Out of memory at a long context

Even at Q8_0 the weights fit 16GB easily; the KV cache is what grows. If you OOM when raising -c beyond ~131k, either lower the context length or quantize the KV cache with -fa on -ctk q8_0 -ctv q8_0 (see Running) to reach toward the full 262k window. Dropping from Q8_0 to Q6_K also frees ~2GB for context.

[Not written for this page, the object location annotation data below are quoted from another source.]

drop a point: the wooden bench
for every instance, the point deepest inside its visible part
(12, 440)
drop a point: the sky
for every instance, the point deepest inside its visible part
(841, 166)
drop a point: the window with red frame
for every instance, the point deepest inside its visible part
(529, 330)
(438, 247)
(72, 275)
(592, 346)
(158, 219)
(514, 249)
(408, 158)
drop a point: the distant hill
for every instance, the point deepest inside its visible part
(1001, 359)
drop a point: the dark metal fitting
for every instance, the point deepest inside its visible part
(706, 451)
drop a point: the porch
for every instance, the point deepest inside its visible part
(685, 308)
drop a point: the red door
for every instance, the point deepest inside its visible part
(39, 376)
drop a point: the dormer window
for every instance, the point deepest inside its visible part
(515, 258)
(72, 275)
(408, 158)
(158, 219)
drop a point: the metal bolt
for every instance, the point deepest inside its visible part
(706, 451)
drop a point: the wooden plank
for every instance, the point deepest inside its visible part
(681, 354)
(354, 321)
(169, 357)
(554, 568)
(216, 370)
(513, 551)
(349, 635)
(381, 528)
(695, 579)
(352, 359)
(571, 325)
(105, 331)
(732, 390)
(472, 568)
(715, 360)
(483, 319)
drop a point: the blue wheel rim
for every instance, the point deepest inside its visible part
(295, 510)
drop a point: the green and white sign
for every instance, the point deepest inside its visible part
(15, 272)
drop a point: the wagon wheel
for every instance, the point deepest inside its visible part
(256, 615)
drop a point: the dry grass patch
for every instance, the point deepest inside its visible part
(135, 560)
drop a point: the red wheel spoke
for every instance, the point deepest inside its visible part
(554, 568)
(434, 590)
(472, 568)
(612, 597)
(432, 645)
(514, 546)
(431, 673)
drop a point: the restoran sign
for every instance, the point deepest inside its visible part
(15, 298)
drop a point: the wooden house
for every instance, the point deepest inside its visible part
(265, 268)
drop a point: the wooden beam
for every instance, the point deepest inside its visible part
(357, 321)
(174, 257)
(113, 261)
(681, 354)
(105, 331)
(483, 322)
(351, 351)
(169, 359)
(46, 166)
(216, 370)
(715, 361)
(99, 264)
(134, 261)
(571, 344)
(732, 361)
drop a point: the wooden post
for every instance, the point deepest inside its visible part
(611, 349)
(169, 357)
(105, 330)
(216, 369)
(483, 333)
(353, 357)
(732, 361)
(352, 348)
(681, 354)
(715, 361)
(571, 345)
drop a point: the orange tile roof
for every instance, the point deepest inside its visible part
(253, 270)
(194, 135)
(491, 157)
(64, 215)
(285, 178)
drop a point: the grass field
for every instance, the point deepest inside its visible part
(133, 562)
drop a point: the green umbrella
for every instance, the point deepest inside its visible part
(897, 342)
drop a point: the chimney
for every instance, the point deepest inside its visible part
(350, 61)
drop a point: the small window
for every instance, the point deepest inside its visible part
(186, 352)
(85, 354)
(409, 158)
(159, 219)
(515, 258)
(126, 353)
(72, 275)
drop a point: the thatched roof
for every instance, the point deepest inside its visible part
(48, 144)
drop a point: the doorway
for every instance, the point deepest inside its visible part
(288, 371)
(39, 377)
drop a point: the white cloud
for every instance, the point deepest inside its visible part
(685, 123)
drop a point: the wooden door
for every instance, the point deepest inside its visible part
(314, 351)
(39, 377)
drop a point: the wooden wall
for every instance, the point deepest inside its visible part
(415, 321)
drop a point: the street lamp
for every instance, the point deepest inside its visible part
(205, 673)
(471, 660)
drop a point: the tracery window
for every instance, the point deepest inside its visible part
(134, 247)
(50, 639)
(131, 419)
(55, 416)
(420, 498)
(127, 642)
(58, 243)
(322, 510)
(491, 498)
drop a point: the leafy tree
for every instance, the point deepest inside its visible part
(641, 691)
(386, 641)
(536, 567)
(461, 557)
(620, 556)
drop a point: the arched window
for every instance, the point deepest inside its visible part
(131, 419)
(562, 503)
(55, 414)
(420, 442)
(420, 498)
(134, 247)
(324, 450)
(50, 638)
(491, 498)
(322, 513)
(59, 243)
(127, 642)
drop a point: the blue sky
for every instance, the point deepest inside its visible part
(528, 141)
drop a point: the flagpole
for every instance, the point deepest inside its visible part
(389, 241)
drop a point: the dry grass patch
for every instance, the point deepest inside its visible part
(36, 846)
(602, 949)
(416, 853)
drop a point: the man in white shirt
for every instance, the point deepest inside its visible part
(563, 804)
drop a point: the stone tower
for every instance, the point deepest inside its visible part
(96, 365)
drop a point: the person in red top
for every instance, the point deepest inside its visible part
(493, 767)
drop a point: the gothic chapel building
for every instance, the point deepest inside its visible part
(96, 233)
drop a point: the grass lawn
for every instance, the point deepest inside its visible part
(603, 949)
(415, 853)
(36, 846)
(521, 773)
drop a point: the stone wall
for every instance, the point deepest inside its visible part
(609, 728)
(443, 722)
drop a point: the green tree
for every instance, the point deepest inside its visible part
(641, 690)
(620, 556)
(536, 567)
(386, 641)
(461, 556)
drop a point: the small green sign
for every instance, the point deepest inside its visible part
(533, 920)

Token generation feels slower than expected — try the Vulkan backend

On RDNA3 the ROCm/HIP backend can be slower at token generation than llama.cpp's Vulkan backend. Per llama.cpp issue #20934, measured on a 7900-series RDNA3 card, the Vulkan (RADV) backend outpaced ROCm for pure generation on a small Q4_0 model across ROCm 6.4.4–7.x. If your generation rate disappoints under ROCm on the 7800 XT, build llama.cpp with -DGGML_VULKAN=ON instead of -DGGML_HIP=ON and re-benchmark with llama-bench — Vulkan often wins for pure generation on RDNA3.

Model or GPU 404 on /check

Ornith 1.0 9B is a new addition; if the /check link 404s, the catalogue row is still being registered. The recipe's install and run steps are independent of the benchmark endpoint.